Si j’ai insisté sur les faïences de Moustiers, c’est parce qu’elles sont d’une qualité exceptionnelle de matériaux : sonorité, émail blanc laiteux d’un éclat incomparable et surtout qu’elles représentent les créations les plus originales de décors pensés et conçus pour la table française et sa gastronomie. » [Henry Moisand, intervention à la Commanderie des Cordons Bleus 1966].

Voir sur le site www.académie-de-moustiers un résumé illustré des principaux décors : https://www.academie-de-moustiers.com/les-decors-principaux.html

Henry Moisand et Moustiers
À la suite de problèmes cardiaques, sur le conseil de son médecin, Henry Moisand et son épouse Paule décident de quitter leur lieu de vacances en Haute-Savoie pour une région moins montagneuse. Aussi, à partir de 1969, descendent-ils par la route Napoléon, se passionnant successivement pour Embrun, puis Sisteron et, enfin, Moustiers-Sainte-Marie, magnifique village dans son écrin de rochers, au pied des Alpes de Haute-Provence.

Le coup de foudre est immédiat. Tout est là. La beauté biblique des paysages de Provence, l’histoire, celle de la faïence de Moustiers, dont la mémoire a été sauvée par Marcel Provence, et même celle de la famille, qui se découvre des ancêtres originaires du lieu. Pourtant, à quelques exceptions près, la production du village se limite trop souvent à satisfaire les touristes de passage : cigales-cendriers, objets en terre cuite, etc. sans beaucoup de rapport avec le Moustiers du XVIII° siècle.

En quelques années, sous son impulsion, plusieurs jeunes de Moustiers partent au lycée de Longchamp parfaire se former. Ils reviendront, parfois avec un compagnon ou une compagne de promotion, incarner le renouveau de la faïence de Moustiers, dans le respect de ses traditions du XVI° siècle au XVIII° siècle.
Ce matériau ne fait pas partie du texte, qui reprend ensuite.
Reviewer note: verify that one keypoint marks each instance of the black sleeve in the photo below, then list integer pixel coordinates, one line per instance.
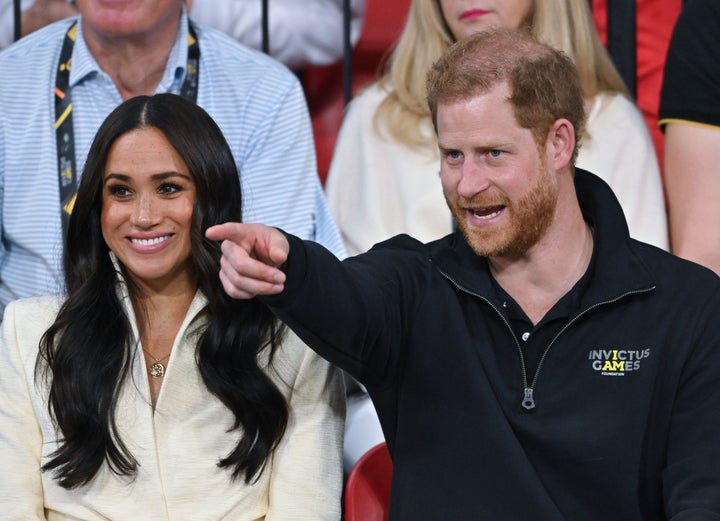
(691, 81)
(353, 313)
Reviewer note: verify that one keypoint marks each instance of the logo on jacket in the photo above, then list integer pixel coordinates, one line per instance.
(617, 362)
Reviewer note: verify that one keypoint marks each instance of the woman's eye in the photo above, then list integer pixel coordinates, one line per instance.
(118, 191)
(169, 188)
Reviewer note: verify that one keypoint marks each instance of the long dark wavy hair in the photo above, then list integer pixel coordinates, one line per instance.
(87, 353)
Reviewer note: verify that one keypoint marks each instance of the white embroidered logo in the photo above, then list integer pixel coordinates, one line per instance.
(617, 362)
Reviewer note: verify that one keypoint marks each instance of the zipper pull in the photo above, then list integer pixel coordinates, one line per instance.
(528, 401)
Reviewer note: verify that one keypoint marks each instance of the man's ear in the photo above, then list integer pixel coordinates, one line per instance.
(561, 143)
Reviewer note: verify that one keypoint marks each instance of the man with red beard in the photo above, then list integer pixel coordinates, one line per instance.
(536, 364)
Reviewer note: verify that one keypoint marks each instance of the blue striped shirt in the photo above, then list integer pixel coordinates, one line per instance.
(256, 101)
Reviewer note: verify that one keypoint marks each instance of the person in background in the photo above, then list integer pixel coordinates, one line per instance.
(654, 20)
(51, 111)
(301, 33)
(690, 118)
(538, 363)
(144, 391)
(383, 178)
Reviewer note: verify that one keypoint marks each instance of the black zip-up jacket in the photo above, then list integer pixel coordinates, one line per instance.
(621, 421)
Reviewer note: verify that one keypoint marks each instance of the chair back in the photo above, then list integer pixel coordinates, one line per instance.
(367, 490)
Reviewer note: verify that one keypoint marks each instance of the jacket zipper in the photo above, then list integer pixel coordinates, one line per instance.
(528, 401)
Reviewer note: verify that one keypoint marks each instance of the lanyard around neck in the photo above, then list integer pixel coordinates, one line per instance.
(65, 137)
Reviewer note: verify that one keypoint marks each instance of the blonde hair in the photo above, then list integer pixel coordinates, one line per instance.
(566, 25)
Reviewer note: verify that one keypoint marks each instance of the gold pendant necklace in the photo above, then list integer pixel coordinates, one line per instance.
(157, 369)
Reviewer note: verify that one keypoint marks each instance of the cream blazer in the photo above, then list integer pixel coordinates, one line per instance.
(378, 187)
(177, 445)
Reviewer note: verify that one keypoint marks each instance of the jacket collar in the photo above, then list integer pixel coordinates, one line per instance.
(197, 305)
(617, 267)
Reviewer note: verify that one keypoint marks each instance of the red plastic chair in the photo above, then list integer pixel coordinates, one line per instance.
(367, 490)
(383, 23)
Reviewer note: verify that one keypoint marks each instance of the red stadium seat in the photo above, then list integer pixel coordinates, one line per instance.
(367, 490)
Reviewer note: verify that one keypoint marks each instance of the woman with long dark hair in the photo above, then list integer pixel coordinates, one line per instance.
(145, 392)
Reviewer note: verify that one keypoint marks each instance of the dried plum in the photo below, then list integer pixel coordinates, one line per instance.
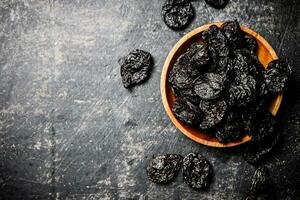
(261, 187)
(242, 91)
(217, 42)
(135, 67)
(164, 168)
(250, 43)
(177, 14)
(197, 171)
(277, 74)
(214, 113)
(231, 130)
(219, 4)
(188, 66)
(233, 32)
(209, 86)
(184, 113)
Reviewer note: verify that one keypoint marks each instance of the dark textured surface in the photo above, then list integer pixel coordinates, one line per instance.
(69, 130)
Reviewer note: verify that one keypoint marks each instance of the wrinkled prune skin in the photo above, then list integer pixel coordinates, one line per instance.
(177, 14)
(185, 113)
(209, 86)
(261, 187)
(242, 91)
(164, 168)
(233, 32)
(218, 4)
(217, 42)
(188, 66)
(214, 113)
(135, 67)
(251, 44)
(232, 128)
(197, 171)
(277, 74)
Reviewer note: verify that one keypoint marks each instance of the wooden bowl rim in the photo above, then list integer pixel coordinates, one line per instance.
(275, 104)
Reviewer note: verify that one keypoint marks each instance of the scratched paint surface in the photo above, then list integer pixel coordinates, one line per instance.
(68, 128)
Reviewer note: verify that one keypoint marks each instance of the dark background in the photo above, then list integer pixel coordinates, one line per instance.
(69, 130)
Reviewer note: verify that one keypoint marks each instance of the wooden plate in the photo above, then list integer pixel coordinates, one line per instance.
(265, 54)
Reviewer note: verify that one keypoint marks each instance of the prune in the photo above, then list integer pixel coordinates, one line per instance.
(219, 4)
(250, 43)
(184, 113)
(263, 127)
(217, 42)
(233, 32)
(188, 66)
(261, 187)
(231, 130)
(245, 63)
(164, 168)
(242, 91)
(177, 14)
(214, 112)
(277, 74)
(135, 67)
(197, 171)
(209, 86)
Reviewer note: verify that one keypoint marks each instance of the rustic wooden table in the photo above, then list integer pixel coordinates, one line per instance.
(68, 128)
Les ateliers se développent, Lallier, Bondil, Saint-Michel, etc.

Parmi les représentants de cette fièvre de renouveau créatif, citons les ateliers de Segriès (devenus Ateliers du Soleil). Installés à côté de l’austère beauté d’un monastère désaffecté, en pleine nature, ces ateliers incarnent ce qu’Henry Moisand avait pressenti, à savoir l’avenir de la faïence de qualité. Lui qui avait peiné toute sa carrière à fédérer les industries des arts de la table et les ateliers artisanaux, voire artistiques, voit surgir le modèle économique du futur. Un atelier d’une quinzaine de personnes, un catalogue ancré dans la tradition, augmenté de nombreuses innovations, une exigence constante d’extrême qualité, une vision mondiale de la commercialisation (exportations aux USA). C’est bien ce qu’il avait souvent décrit étant comme l’avenir de la faïence de qualité, à côté de la production de masse.